Does anyone agree that using 'and' in this sentence is unnatural in english? I would definitely say or
Is the Hungarian natural? i.e. would Hungarian use és in a negative sentence such as this one, rather than vagy?
I had to think really hard on this one. Which probably means there is not much difference. But anyway... Yes, the Hungarian sentence does sound natural to me. I think the underlying sense is something like "this is the list of things that are not: A, B, C and D".
If I say it with "vagy", it feels closer to saying that there is no distinction: "There are no butterflies, bees or flies here: there are only bugs." Meaning we (they) are all equal.
Am I sensing correctly that it is the opposite in English?
Anyway, this distinction does not feel strong at all.
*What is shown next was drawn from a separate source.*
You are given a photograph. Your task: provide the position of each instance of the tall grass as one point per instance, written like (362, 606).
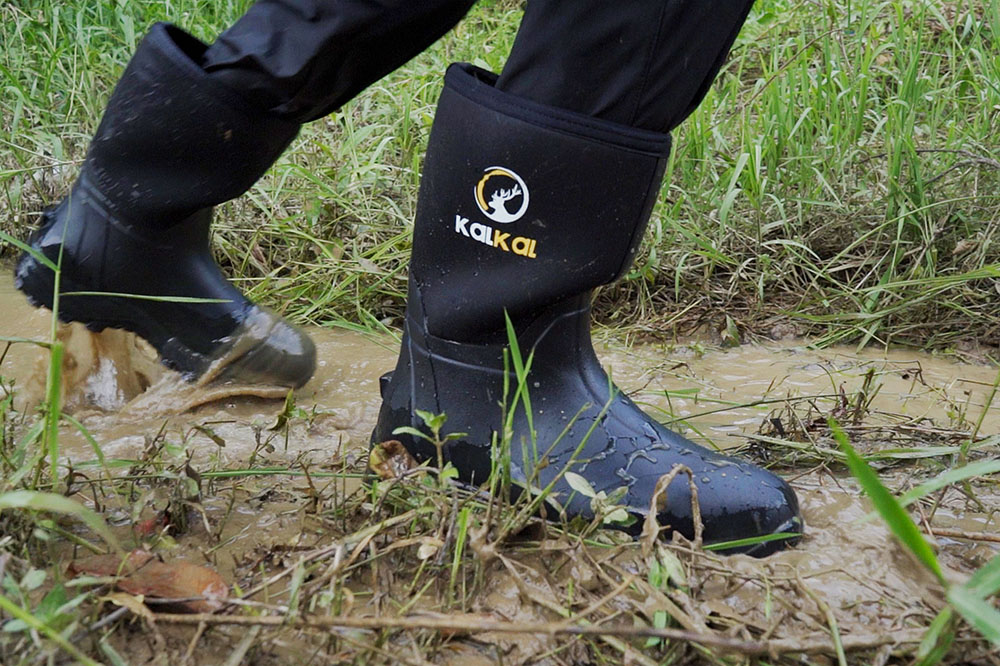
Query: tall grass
(840, 174)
It is probably up to the context to make it clear.
In English, at least for me, the neutral wording is with or for both of those meanings: "There are no butterflies here, and also no bees, and also no flies." and "There are no B/B/F here; there are only bugs."
The first of those is perhaps derived from an idea like "I am looking for a butterfly, or a bee, or a fly; if I see any of those, I will be happy." But at the zoo, there is no animal from any of those categories.
"There are no butterflies, bees, and flies here" sounds odd and a bit as if someone is trying to say "There are no animals here which are simultaneously a butterfly, a bee, and a fly". Or perhaps "It is not the case that: there are butterflies, bees, and flies here." -- so the sentence would be true if there were butterflies and bees but no flies, because not all of B+B+F are there.
I think I would probably say "There are no butterflies, bees, nor flies in this zoo".